Still more generally, if P(x) is a degree n polynomial with leading coefficient 1, then any symmetric polynomial in the roots of P(x)  can be written as a polynomial in the coefficients of P(x). This theorem was essentially known to Isaac Newton, who seems to have been the first to discover it. The proof is left to the reader (-:

The Quadratic Formula

20 Apr

Suppose that a, b and c are constants with ‘a’ nonzero. Consider the equation

\large ax^2 + bx + c = 0

It is well known that the values of ‘x’ satisfying this equation are given by the formula

\large x = \frac{-b \pm \sqrt{b^2 - 4ac}}{2a}

There is a subtlety in the case when the quantity under the square root is negative, because in this case the solutions are not real numbers. However, if the reader wishes to, he or she may assume the quantity under the square root to be real.

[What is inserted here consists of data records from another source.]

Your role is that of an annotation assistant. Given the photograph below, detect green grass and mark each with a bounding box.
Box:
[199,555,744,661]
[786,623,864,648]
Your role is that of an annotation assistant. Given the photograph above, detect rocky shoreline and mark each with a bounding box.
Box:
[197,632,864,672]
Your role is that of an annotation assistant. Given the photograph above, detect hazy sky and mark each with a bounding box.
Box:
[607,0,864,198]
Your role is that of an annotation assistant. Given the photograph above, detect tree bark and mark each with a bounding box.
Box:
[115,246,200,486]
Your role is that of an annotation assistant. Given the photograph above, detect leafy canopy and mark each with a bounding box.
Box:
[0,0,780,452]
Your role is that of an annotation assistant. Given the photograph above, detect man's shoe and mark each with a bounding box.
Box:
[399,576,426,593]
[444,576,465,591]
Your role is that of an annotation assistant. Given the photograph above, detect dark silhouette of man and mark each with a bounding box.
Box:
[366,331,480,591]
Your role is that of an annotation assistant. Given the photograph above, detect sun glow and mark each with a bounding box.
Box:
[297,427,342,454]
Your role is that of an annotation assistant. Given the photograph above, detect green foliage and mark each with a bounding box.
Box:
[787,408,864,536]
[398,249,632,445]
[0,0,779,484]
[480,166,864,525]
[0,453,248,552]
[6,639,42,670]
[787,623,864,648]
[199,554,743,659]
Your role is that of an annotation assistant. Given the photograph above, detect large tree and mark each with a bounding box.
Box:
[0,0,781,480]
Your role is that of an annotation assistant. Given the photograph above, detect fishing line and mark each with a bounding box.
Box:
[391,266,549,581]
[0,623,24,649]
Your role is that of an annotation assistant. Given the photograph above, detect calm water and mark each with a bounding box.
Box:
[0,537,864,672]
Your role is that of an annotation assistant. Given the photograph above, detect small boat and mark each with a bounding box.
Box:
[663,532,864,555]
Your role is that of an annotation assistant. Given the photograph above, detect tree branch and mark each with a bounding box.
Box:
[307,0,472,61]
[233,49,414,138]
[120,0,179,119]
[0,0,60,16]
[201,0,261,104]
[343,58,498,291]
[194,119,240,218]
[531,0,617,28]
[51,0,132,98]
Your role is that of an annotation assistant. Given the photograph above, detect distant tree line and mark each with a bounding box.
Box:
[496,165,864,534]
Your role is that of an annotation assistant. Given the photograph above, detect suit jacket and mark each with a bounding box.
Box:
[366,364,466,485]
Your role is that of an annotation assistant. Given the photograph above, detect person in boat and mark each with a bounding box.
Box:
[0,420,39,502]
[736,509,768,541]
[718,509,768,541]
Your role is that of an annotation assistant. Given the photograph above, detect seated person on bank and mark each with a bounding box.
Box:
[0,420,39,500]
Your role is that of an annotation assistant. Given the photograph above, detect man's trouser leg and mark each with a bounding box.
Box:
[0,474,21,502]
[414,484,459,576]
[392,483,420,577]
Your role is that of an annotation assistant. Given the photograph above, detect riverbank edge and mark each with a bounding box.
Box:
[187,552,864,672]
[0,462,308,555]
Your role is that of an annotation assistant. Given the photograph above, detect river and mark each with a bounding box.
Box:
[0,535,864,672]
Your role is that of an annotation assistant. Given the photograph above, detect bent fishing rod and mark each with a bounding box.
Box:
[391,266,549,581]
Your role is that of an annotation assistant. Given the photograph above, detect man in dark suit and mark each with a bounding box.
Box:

There are many ways to see why the quadratic formula given above is true, but the most conceptual one, which generalizes, is as follows.

For simplicity, assume that ‘a’ is equal to 1. (If a is not equal to 1, we can divide the equation through by ‘a’ to get a new equation with ‘a’ equal to 1 without changing the values of x that satisfy the equation, though the values of ‘b’ and ‘c’ change). So consider the equation

\large x^2 + bx + c = 0

Let’s call the numbers that satisfy the equation ‘r’ and ‘s.’ Then the expression on the left can be written as

 \large (x - r)(x - s)

Multiplying this expression out, we get

 \large x^2 -(r + s)x + rs = 0

Comparing this with the form of the expression involving ‘b’ and ‘c’, we can conclude that

 \large -b = r + s \hspace{0.5 cm} c = rs

This gives expressions for ‘b’ and ‘c’ in terms of ‘r’ and ‘s.’ We want to express ‘r’ and ‘s’ in terms of ‘b’ and ‘c.’ The difficulty is that r + s and rs are symmetric, in the sense that they’re invariant when ‘r’ and ‘s’ are flipped, whereas ‘r’ and ‘s’ alone are not symmetric in this sense. So we somehow want to break the symmetry present in ‘b’ and ‘c.’ Well, if we square ‘b,’ we get

 \large b^2 = (r + s)^2 = r^2 + 2rs + s^2

 and subtracting ‘c’ from this four times gives the expression

 \large b^2 - 4c = r^2 - 2rs + s^2 = (r - s)^2

which is symmetric, but which is the square of something that’s not symmetric. So if we take its square root, then we get something that’s not symmetric. Taking the square root, we get

 \large \sqrt{b^2 - 4c} = r - s


 \large - \sqrt{b^2 - 4c} = s - r

each of which is permuted when r and s are permuted. (Note that we’ve just made an arbitrary choice as to which root is called ‘r’ and which root is called ‘s’.)

Having broken the symmetry, we can solve for r and s by adding

 \large -b = r + s

to each of the two preceding equations and dividing through by 2. This gives

 \large r = \frac{- b + \sqrt{b^2 - 4c}}{2}


 \large s = \frac{- b - \sqrt{b^2 - 4c}}{2}

which is the well known quadratic formula.